Thru mid-June, submissions lagged. Certain pieces submitted at certain places meant I didn’t want to send that piece to too many other places until I heard back; combined with the fact that many places I wanted to submit didn’t open for submissions until July.
Now, July. Subbed the ones I could (6 places) on July 1st. August is another month that magazines opening for summer reading. I wager I’ll have 20 more pieces in rotation by the end of August. More pieces out, more rejections in. And you thought it was all glamour and awards.
I went for a grant. Artist Trust’s Grants for Artist Programs (GAP). I have another due at the end of August. I never win grants, so I might as well apply. They say that the people who win grants are always applying for them.
Many thanks to those on Facebook who made generous comments regarding my finalist position in the Creative Nonfiction Magazine “Intoxication” contest. The same magazine has another contest coming up; theme: Sex.
I’m gonna skip that one. I swear, in the era of #Me,Too, I have nothing to say about sex. Someone figure that out for me.
Missed posting for March. Sorry! I am still letting JMWW take precedence over my own publishing. So much to do for JMWW, so very exciting. I have to say, rejecting writers is no fun. Clearly, they work so hard and want so much to be published.
Submitting their fiction rather than their nonfiction. Seriously!
Unprofessional cover letters: too cutesy; describing their lives or describing the story rather than simply stating the title and that the attached is an essay (rather than fiction); not listing their publishing history. And the biggest goof:
Not stating the word count of their pieces on their cover letter. I want to know the length of reading commitment I am getting myself into.
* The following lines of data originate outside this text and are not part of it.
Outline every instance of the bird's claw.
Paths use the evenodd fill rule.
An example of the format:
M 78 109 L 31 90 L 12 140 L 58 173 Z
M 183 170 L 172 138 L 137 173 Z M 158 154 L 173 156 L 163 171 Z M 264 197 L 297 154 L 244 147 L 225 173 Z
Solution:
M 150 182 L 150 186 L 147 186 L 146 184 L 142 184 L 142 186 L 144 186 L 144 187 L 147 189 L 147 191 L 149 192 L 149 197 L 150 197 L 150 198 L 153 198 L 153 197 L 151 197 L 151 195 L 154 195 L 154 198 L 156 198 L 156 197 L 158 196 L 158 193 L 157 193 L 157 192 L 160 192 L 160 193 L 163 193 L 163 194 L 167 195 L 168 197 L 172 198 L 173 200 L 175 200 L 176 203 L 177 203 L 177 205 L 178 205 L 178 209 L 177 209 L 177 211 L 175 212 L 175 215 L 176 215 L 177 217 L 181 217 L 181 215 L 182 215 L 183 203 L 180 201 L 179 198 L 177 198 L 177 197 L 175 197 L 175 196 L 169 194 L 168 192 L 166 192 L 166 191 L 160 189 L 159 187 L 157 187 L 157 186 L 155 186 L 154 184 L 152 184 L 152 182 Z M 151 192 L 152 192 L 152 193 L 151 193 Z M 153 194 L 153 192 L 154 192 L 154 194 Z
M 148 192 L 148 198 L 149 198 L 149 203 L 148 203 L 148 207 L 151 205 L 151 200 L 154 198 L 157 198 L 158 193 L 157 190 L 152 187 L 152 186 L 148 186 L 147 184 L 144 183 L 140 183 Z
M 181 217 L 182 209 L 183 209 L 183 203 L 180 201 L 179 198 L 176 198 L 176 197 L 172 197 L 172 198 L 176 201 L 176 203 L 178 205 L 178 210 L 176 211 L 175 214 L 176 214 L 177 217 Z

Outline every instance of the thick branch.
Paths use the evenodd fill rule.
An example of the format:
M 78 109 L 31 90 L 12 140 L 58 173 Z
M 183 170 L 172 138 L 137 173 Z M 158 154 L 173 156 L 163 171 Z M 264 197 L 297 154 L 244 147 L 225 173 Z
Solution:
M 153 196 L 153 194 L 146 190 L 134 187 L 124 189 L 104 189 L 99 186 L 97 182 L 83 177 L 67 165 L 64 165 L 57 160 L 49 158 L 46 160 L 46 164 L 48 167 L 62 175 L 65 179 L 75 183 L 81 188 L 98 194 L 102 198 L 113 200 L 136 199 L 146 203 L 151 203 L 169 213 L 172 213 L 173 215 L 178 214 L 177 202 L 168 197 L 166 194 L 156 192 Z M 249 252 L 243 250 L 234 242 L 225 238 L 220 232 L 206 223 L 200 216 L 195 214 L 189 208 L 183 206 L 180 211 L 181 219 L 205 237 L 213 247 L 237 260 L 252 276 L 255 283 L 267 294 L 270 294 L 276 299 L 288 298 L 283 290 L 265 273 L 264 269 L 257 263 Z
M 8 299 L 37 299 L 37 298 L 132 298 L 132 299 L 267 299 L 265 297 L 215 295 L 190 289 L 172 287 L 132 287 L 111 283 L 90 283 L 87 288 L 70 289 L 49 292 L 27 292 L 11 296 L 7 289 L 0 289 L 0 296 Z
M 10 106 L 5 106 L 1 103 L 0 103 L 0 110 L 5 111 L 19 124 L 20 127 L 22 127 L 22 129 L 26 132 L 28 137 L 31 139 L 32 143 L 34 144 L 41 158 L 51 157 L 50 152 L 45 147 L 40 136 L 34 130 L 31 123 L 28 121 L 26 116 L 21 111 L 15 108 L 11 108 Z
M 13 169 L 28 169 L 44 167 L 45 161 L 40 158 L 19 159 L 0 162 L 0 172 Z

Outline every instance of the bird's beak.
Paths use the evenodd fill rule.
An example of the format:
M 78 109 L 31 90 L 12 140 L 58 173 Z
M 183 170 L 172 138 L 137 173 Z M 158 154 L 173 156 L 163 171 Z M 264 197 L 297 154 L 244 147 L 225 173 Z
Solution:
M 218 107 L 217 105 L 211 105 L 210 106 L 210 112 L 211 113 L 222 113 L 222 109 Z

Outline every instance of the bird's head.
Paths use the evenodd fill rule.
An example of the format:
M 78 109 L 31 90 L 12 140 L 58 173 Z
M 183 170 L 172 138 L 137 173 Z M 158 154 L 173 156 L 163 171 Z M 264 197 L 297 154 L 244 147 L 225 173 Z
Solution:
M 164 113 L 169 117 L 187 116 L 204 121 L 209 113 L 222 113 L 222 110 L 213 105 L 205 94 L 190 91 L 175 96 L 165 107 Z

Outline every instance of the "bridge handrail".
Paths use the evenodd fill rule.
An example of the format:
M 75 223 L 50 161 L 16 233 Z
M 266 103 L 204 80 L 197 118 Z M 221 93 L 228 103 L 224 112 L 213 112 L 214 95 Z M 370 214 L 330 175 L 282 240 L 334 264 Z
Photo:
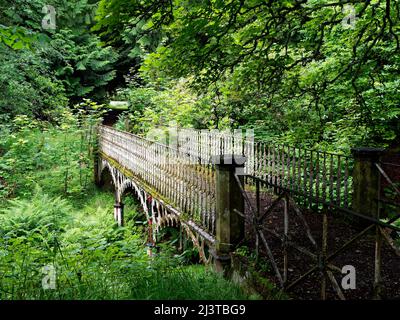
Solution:
M 208 161 L 212 155 L 245 155 L 245 174 L 267 180 L 278 187 L 295 189 L 302 194 L 305 206 L 329 202 L 343 208 L 351 207 L 353 158 L 350 156 L 258 141 L 237 131 L 175 130 L 180 151 L 183 149 L 195 157 L 204 144 L 206 149 L 207 144 L 214 148 L 207 151 L 205 159 L 199 162 Z

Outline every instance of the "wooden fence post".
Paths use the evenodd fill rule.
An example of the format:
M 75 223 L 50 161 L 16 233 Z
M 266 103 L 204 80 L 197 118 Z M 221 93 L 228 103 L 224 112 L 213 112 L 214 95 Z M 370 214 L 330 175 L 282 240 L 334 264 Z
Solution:
M 380 173 L 375 163 L 380 161 L 383 149 L 353 148 L 352 209 L 373 218 L 379 217 Z
M 244 197 L 235 174 L 243 185 L 243 156 L 222 155 L 214 158 L 216 164 L 216 247 L 215 268 L 228 275 L 231 253 L 244 238 Z

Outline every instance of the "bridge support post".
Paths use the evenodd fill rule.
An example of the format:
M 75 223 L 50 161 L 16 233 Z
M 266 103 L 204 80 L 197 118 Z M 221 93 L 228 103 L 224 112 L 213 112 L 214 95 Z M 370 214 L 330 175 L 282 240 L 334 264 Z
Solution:
M 216 247 L 213 252 L 215 269 L 228 276 L 231 253 L 244 238 L 244 197 L 238 181 L 243 185 L 243 156 L 223 155 L 214 158 L 216 164 Z
M 358 213 L 379 217 L 380 173 L 375 163 L 380 161 L 383 149 L 353 148 L 353 201 Z
M 114 219 L 120 227 L 124 225 L 124 204 L 122 202 L 117 201 L 114 204 Z
M 102 181 L 101 181 L 101 172 L 100 172 L 100 155 L 98 153 L 96 153 L 96 155 L 94 156 L 94 170 L 93 170 L 93 174 L 94 174 L 94 184 L 100 188 L 102 187 Z

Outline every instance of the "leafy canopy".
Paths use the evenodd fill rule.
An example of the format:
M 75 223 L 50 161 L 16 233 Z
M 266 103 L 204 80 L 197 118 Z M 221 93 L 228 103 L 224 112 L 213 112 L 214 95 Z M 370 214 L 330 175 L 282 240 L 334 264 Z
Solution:
M 142 38 L 159 32 L 141 67 L 148 81 L 193 79 L 199 92 L 221 97 L 236 126 L 344 148 L 398 136 L 398 1 L 125 4 L 100 1 L 96 28 L 105 41 L 120 43 L 117 30 L 140 26 Z

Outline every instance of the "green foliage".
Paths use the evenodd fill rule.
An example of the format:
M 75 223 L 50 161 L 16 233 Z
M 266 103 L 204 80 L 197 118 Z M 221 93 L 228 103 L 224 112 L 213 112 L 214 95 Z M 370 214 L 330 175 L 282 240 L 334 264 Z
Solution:
M 0 122 L 25 114 L 39 119 L 57 117 L 67 105 L 64 87 L 40 52 L 14 51 L 0 44 Z
M 188 81 L 180 80 L 160 87 L 130 81 L 127 88 L 118 90 L 114 96 L 114 99 L 128 101 L 130 105 L 116 126 L 141 133 L 168 125 L 196 129 L 229 127 L 229 119 L 216 108 L 217 99 L 211 95 L 199 97 L 187 84 Z
M 14 50 L 33 49 L 34 43 L 44 39 L 38 33 L 43 18 L 41 0 L 0 0 L 0 45 Z
M 0 25 L 0 43 L 14 50 L 31 49 L 36 37 L 21 27 L 5 27 Z
M 102 112 L 86 100 L 75 115 L 60 115 L 60 127 L 27 116 L 0 127 L 0 202 L 28 197 L 37 184 L 50 195 L 84 196 L 92 181 L 94 129 Z
M 103 102 L 140 69 L 116 95 L 134 131 L 251 127 L 344 152 L 398 137 L 396 1 L 57 0 L 56 30 L 41 28 L 45 4 L 0 1 L 1 122 L 53 119 L 66 98 Z
M 162 22 L 148 20 L 155 8 L 164 6 L 165 2 L 158 0 L 129 1 L 129 5 L 124 0 L 99 1 L 93 30 L 119 55 L 113 88 L 123 86 L 127 71 L 136 72 L 147 54 L 166 40 Z
M 212 126 L 345 152 L 399 135 L 397 1 L 123 4 L 101 2 L 97 27 L 108 43 L 123 40 L 115 32 L 131 28 L 132 17 L 163 32 L 141 66 L 144 78 L 159 85 L 183 77 L 202 98 L 218 98 L 203 105 Z M 350 27 L 345 4 L 356 14 Z
M 105 99 L 117 54 L 90 32 L 93 2 L 53 1 L 56 29 L 44 30 L 45 0 L 0 1 L 0 123 L 19 114 L 55 121 L 68 102 Z
M 117 55 L 111 47 L 99 44 L 95 35 L 70 29 L 60 30 L 50 42 L 52 69 L 72 101 L 89 96 L 100 101 L 106 96 L 105 87 L 115 76 Z
M 6 239 L 48 238 L 61 231 L 71 207 L 61 197 L 51 198 L 39 187 L 30 199 L 13 199 L 0 210 L 2 237 Z

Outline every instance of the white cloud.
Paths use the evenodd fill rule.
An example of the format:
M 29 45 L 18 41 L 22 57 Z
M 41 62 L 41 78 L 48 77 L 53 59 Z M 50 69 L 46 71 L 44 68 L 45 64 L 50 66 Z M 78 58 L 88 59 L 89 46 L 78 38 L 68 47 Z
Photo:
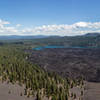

Aside from these three items, over which the writer has control, there is very little a writer can do vis-a-vis acceptance. Most of their pieces I receive are simply not good enough. Most are not as good in comparison to the pieces we accept. Others seem like too much work to bring up to excellence. And some are simply not good. But most are good. Just not good enough.
I hate to say such a thing, as I think about my submissions, and my rejection letters–which I examine in minutia for signs of “Dear Writer: NO” vs. genuine interest in my work.
In the end, all I can determine is that I must continue to submit, leaving the decision to the magazine.
We appreciate your 22 submissions so far this year. Do not be discouraged that your submission to rejection ratio is–we cannot do the math; we are a writer. Simply put: you have seven fewer submissions than you do rejections.
You don’t suck. You took over as Senior Nonfiction Editor at jmww journal. Thus you should expect to see a dip in your personal work.
However, don’t be a total dip. Keep it up on the home front. You are down to 18 pieces in rotation. Time to dedicate some writing time to Self.